Scraping my school timetable


>> Who needs a website?

Posted on | 831 words | ~4 minute read


Manually navigating to my school website to get my timetable is getting boring. Logging in every time is worse. What if you could store your cookies somewhere, reverse engineer some APIs and have a workable CLI program that contains it all?

It might just work.

How? Well, I did just show you. I’ll go over it one by one.

How to scrape?

I used a toml file to avoid hardcoded data, it’s got a really simple to understand syntax and V comes with built in modules for dealing with this stuff. Here is a sample of my own file (with specifics omitted).

[cookies]
cpsdid                       = '*** uuid ***'
cpssid_cesis_catholic_edu_au = '*** uuid ***'
ASP_NET_SessionId            = '*** uuid ***'
SamlSessionIndex             = '****_*** uuid ***'

[panel]
sizes   = [8, 10, 5, 6]
padding = 5
margin  = 3
gap     = 0

[advanced]
user_agent='Mozilla/5.0 Gecko/20100101 Firefox/99.0'
url='https://****.compass.education/Services/Calendar.svc/GetCalendarEventsByUser?'
origin='https://****.compass.education'
userid=0000

4 cookies, a convincing user agent and a origin url. All needed to get this to work smoothly, the endpoints do not like any kind of change at all. Might as well make a request exactly how they like it.
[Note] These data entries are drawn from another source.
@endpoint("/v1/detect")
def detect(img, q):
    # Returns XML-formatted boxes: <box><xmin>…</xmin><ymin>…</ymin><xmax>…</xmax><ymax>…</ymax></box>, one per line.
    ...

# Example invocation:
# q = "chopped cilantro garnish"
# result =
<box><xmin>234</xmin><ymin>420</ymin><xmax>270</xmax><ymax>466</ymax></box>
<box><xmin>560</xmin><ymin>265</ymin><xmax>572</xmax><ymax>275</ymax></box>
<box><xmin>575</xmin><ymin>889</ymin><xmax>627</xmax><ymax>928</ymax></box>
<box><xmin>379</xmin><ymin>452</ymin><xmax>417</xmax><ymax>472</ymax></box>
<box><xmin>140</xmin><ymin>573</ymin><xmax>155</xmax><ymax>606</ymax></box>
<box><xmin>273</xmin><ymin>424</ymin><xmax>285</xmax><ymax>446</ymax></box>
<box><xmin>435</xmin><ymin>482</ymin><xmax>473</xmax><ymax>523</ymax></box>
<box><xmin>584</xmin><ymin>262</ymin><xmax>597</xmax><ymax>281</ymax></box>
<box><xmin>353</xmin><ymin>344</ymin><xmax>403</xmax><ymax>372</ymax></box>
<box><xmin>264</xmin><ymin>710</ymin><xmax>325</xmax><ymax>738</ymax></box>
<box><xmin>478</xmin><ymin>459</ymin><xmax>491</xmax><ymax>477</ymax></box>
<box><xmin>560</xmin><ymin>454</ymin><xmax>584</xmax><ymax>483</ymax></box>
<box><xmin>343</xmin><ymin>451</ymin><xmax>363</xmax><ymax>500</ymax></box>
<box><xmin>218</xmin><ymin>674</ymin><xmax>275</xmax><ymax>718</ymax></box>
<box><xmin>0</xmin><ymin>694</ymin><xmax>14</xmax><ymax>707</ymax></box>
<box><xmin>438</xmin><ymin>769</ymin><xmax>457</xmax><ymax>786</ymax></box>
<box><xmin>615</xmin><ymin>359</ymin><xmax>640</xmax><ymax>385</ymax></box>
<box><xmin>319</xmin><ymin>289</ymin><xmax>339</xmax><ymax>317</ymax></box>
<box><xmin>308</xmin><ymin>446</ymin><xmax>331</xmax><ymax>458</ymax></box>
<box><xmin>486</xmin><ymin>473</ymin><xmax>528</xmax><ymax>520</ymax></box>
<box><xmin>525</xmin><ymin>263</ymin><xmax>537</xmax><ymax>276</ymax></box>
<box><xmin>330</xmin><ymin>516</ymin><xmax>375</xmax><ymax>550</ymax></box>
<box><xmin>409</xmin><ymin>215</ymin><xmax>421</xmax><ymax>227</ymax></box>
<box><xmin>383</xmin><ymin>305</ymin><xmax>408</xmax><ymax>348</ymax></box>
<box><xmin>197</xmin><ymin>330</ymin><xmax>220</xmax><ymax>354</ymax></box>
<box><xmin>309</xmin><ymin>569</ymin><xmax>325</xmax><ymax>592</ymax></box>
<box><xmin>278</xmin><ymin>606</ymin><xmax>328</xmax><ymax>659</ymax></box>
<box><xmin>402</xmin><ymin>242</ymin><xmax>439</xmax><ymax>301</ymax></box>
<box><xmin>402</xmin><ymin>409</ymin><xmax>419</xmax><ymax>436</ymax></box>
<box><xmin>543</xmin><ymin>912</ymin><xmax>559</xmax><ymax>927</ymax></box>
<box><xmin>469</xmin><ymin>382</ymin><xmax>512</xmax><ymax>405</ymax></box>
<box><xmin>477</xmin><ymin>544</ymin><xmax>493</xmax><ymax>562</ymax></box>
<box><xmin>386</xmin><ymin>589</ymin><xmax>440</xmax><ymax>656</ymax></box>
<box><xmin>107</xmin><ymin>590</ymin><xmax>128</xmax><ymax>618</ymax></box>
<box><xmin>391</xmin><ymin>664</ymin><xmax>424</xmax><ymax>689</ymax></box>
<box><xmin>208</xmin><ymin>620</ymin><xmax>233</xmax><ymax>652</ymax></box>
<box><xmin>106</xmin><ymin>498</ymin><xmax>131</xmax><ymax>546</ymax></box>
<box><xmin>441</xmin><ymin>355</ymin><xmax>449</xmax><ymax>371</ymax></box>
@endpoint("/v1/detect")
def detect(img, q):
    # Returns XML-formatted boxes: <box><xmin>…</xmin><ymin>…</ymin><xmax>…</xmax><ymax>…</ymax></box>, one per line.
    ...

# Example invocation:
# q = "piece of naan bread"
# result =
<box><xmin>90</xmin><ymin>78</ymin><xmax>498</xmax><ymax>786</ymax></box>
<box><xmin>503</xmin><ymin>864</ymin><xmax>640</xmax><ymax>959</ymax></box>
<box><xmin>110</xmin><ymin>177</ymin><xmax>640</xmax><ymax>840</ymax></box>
What request exactly?

It’s a long one.

result := os.execute("curl --compressed --silent \'$config.url\' -X POST 
-H \'User-Agent: $config.user_agent\' 
-H \'Accept: */*\' 
-H \'Accept-Language: en-US,en;q=0.5\' 
-H \'Accept-Encoding: gzip, deflate, br\' 
-H \'Content-Type: application/json\' 
-H \'X-Requested-With: XMLHttpRequest\' 
-H \'Origin: $config.origin\' 
-H \'DNT: 1\' 
-H \'Connection: keep-alive\' 
-H \'Referer: $config.origin\' 
-H \'Cookie: cpsdid=${config.cookies["cpsdid"]}; cpssid_cesis.catholic.edu.au=${config.cookies["cpssid_cesis_catholic_edu_au"]}; ASP.NET_SessionId=${config.cookies["ASP_NET_SessionId"]}; SamlSessionIndex=${config.cookies["SamlSessionIndex"]}\' 
-H \'Sec-Fetch-Dest: empty\' 
-H \'Sec-Fetch-Mode: cors\' 
-H \'Sec-Fetch-Site: same-origin\' 
-H \'Sec-GPC: 1\' 
-H \'Pragma: no-cache\' 
-H \'Cache-Control: no-cache\' 
-H \'TE: trailers\' 
--data-raw \'{\"userId\":${config.user_id_str},\"homePage\":true,\"activityId\":null,\"locationId\":null,\"staffIds\":null,\"startDate\":\"${formatted_date}\",\"endDate\":\"${formatted_date}\",\"page\":1,\"start\":0,\"limit\":25}\' --output - 
")

Like I said, do everything the endpoints say. Otherwise you’ll get an angry status code from cloudflare. I use curl here because of it’s simplicity and how it deals with compressed data. The first time round writing this it took many hours banging my head against the wall trying to interpret json data from a compressed binary stream, not fun. Just put --compressed in the command’s args and curl takes care of the rest.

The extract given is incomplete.